The present invention relates to a semiconductor device and a manufacturing method therefor.
As a semiconductor device used for reading DVD (Digital Versatile Disc) and the same, there has been known a device, as shown in FIG. 13, composed of a silicon submount photodiode chip 111, and a red color laser diode 13 serving as a laser chip die-bonded onto the silicon submount photodiode chip 111.
The silicon submount photodiode chip 111 includes an N+-type silicon substrate 1, an N−-type silicon epitaxial layer 2 on the N+-type silicon substrate 1, a P-type diffused layer 3 as a receiver formed in the N−-type silicon epitaxial layer 2, an insulating film 104 covering the surfaces of the N−-type silicon epitaxial layer 2 and the P-type diffused layer 3, and an electrode 112 formed on the insulating film 104. The electrode 112 is made up of an Al layer 105, a TiW/Au layer 106, and an AuSn layer 107. The Al layer 105 is in ohmic contact with the P-type diffused layer 3 and an N-type diffused layer (unshown). A TiW layer in the TiW/Au layer 106 functions as a barrier metal, while an Au layer in the TiW/Au layer 106 improves adherence between the TiW layer and the AuSn layer 107. The AuSn layer 107 functions as a solder to adhere to an unshown Au electrode of the red color laser diode 13. The red color laser diode 13 is composed of a P-type layer 8 with a thickness of 5 to 6 μm, and an N-type layer 9 with a thickness of approx. 110 μm, to radiate a laser beam of 654 nm.
For manufacturing the above background art semiconductor device, the red color laser diode 13 is mounted on the electrode 112, and heat of 380 to 400° C. is applied for 12 minutes to weld the AuSn layer 107 and the Au electrode (unshown) of the red color laser diode 13. The red color laser diode 13 is susceptible to heat. Accordingly, if the red color laser diode 13 is used for a long period of time under high temperature conditions, an operating current necessary for obtaining a desired optical output is gradually increased by deterioration of elements. As a result, the red color laser diode 13 gets thermal destruction due to thermorunaway. To prevent such thermal destruction, thickness of the P-type layer 8 is reduced for decreasing thermal resistance.
FIG. 14 is a plane view showing the above-stated background art semiconductor device from the upper side. It is noted that the red color laser diode 13 is depicted with an alternate long and two short dashes line in FIG. 14.
In the above-structured semiconductor device shown in FIG. 14, the red color laser diode 13 is mounted on the AuSn layer 107. A light beam radiated from the back side of the red color laser diode 13 is received by the P-type diffused layer 3, by which an output of a light beam radiated from the front side of the red color laser diode 13 is monitored. In other words, based on the light beam radiated from the back side of the red color laser diode 13, the optical output from the front side of the red color laser diode 13 is monitored.
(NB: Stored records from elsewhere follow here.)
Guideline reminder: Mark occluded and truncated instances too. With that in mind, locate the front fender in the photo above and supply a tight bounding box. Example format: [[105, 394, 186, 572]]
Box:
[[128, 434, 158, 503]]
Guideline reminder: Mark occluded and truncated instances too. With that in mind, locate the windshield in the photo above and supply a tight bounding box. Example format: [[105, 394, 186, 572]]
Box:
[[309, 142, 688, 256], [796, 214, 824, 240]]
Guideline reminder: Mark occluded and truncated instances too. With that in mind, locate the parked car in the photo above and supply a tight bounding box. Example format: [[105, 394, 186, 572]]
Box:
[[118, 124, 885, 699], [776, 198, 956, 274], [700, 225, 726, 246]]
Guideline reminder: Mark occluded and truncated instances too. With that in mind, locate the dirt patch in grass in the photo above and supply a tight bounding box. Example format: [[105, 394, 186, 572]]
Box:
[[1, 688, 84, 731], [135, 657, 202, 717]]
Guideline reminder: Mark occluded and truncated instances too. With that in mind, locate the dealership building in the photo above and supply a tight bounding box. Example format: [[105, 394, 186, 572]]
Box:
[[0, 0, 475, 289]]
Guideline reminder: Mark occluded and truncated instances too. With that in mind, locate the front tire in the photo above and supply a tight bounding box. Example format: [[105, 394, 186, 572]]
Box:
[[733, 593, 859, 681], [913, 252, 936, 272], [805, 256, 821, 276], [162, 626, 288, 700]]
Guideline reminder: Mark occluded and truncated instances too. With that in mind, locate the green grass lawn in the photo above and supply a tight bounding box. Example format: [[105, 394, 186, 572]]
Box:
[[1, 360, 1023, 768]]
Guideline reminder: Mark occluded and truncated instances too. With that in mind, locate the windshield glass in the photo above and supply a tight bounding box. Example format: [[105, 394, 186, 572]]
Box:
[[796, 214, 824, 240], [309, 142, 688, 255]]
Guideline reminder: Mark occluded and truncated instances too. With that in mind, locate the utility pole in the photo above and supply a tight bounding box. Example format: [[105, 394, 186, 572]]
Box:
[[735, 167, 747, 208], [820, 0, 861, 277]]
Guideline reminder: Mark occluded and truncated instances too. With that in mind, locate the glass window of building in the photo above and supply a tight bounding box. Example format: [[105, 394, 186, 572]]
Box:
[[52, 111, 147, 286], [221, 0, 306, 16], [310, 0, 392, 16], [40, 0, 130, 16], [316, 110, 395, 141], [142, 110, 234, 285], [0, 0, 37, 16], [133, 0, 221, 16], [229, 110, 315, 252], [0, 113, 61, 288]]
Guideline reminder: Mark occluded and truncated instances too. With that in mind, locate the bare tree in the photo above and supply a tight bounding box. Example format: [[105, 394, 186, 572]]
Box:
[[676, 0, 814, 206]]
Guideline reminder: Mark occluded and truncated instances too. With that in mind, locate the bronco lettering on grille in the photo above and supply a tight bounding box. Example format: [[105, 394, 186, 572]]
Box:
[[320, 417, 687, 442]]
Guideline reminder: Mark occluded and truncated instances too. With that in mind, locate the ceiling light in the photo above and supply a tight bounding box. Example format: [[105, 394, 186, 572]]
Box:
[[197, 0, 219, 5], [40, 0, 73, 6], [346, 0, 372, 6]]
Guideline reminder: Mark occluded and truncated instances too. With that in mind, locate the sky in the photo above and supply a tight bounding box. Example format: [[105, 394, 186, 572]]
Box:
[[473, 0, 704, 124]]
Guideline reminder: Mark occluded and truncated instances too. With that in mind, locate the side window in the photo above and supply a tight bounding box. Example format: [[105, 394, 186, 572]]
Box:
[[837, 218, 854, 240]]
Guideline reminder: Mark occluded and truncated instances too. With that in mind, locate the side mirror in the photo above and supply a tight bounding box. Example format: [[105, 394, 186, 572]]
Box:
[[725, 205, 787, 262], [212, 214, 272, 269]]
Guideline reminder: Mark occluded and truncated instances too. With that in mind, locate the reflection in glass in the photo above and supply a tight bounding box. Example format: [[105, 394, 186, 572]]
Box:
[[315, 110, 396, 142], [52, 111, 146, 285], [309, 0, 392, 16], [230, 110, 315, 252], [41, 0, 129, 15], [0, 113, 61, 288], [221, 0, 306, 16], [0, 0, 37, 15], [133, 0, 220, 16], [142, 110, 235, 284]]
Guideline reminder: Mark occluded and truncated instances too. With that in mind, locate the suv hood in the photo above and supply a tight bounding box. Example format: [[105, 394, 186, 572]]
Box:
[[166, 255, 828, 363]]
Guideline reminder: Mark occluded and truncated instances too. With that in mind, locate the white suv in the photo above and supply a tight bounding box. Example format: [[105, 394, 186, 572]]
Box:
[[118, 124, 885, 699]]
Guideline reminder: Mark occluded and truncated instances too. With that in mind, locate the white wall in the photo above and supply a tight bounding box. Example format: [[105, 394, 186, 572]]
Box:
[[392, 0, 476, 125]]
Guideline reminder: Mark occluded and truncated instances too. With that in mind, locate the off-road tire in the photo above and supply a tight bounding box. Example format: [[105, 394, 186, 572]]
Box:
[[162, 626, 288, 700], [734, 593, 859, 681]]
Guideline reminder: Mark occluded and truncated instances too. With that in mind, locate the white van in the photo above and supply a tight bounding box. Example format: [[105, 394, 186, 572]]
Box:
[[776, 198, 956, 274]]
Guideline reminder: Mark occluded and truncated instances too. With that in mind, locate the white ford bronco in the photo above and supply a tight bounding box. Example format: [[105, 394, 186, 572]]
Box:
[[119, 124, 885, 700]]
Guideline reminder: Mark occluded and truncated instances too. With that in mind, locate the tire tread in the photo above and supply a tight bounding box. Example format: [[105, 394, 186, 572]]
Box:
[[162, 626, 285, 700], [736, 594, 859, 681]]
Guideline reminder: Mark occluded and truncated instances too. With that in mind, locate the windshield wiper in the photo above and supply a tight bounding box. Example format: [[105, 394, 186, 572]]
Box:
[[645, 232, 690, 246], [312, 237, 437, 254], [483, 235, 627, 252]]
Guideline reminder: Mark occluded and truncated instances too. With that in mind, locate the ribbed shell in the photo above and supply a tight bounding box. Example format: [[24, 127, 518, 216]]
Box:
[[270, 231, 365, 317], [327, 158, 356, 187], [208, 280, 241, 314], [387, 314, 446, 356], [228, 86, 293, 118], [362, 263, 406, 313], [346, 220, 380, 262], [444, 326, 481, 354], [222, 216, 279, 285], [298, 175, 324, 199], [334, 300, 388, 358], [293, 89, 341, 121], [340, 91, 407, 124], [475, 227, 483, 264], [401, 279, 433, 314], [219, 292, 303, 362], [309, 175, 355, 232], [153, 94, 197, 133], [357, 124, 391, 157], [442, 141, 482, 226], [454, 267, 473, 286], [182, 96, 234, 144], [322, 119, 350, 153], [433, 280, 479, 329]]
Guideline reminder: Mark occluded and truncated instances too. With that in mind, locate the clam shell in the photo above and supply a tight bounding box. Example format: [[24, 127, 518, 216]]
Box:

In an equivalent circuit of the semiconductor device shown in FIG. 15, a photodiode 1110 corresponding to the silicon submount photodiode chip 111 is connected to the red color laser diode 13 through a common cathode.
However, since the red color laser diode 13 is different in band-gap structure from an infrared laser diode, using the background art semiconductor device at ambient temperature of 80° C. or higher decreases efficiency of the optical output under high temperature conditions. As a result, an operating current of the red color laser diode 13 is increased, and continuous application of voltage to the red color laser diode 13 in such a condition may result in thermal destruction.